Boulevard des Monstres

J’ai mis très longtemps à lire Boulevard des Monstres. Pas parce que ça ne me tentait pas, mais parce qu’à cause de cette saloperie de Covid, je n’ai pas eu l’occasion de l’acheter lors d’une séance de dédicace, tout simplement. Mais au final, j’ai craqué pour la version numérique [ce qui me laissera l’occasion de prendre la version papier lors de ma prochaine rencontre avec le dessinateur].

Bienvenue à Monstreville où vivent tous les monstres “classiques” : vampire, zombie, loup garou, momie, squelette, etc.  On suit Gina, la pâtissière zombie, mariée à un vampire. Mais à Halloween, des meurtres surviennent, à commencer par la disparition d’un vampire qui s’est fait rôtir. Gina mène l’enquête dans les recoins de Monstreville avec Jasper Pike, sorte de Sherlock Holmes fantôme. Le meurtre de ce vampire va ranimer l’animosité entre vampires et loups garous. En plus, la pleine lune vient mettre son grain de sel là-dessus!
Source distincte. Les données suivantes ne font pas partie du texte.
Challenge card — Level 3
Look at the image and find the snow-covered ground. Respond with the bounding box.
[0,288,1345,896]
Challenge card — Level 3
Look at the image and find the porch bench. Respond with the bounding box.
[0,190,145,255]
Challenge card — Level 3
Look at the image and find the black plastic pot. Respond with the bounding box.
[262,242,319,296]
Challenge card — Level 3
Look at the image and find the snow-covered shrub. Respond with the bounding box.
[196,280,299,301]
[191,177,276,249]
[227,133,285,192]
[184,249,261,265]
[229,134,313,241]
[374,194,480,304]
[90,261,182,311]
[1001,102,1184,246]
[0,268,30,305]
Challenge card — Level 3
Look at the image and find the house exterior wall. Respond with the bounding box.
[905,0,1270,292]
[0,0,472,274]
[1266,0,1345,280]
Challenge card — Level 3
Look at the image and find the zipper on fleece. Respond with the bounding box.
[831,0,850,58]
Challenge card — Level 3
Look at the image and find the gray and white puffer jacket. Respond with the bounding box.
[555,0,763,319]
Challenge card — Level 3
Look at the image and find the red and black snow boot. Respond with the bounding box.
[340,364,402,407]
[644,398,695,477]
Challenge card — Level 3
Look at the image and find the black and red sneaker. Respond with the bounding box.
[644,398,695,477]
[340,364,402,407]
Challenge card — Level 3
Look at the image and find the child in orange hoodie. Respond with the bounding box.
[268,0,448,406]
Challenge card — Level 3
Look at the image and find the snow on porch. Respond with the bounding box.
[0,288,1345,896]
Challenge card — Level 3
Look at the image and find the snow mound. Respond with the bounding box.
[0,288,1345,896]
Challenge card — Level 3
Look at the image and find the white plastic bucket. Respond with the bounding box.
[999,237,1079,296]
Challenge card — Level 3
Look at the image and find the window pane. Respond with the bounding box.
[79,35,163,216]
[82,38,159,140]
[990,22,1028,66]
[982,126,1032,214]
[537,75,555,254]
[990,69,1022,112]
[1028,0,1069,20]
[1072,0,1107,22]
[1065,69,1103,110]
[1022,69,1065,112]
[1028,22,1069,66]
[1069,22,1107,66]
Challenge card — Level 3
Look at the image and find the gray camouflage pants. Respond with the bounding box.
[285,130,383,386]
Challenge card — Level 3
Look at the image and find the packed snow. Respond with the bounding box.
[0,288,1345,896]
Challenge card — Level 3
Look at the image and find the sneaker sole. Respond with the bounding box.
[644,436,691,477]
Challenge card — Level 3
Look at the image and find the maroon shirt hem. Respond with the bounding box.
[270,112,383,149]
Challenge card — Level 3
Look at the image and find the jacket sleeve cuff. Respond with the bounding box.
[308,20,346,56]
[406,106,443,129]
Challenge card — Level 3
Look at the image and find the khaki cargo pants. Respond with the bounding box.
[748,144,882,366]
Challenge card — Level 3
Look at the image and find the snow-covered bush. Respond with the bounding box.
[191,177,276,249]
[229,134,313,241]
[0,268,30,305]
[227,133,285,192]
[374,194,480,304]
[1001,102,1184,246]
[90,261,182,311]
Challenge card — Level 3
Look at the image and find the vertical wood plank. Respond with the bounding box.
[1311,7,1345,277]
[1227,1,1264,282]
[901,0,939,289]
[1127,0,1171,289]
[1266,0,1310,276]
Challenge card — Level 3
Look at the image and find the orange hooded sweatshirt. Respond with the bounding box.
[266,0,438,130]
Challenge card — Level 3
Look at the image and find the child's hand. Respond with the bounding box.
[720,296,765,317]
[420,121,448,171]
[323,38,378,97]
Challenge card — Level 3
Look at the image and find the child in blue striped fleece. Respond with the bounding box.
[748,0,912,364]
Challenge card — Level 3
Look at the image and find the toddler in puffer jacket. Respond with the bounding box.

Excusez du peu, mais cet album est scénarisé par Paul Jenkins, bien connu des amateurs de comics, notamment d’horreur, chez Marvel et lauréat d’un Eisner.

Jenkins nous propose une sorte de Croque Monstres Show regroupant tous les monstres classiques. Avec le même esprit que la série animée, d’ailleurs. On a beau côtoyer des vampires, des loups-garous et consorts, on est loin de l’histoire d’horreur, le scénario étant plutôt orienté jeunesse. En vieux briscard, il nous propose une histoire pleine de faux-semblants et mettant à mal la bêtise. Utiliser des monstres en tant que parabole sur le contrôle des populations par la peur est bien vu. Cette alliance des faibles, des rejetés, qui se soulèvent contre l’oppression capitaliste est également très marxiste dans l’esprit.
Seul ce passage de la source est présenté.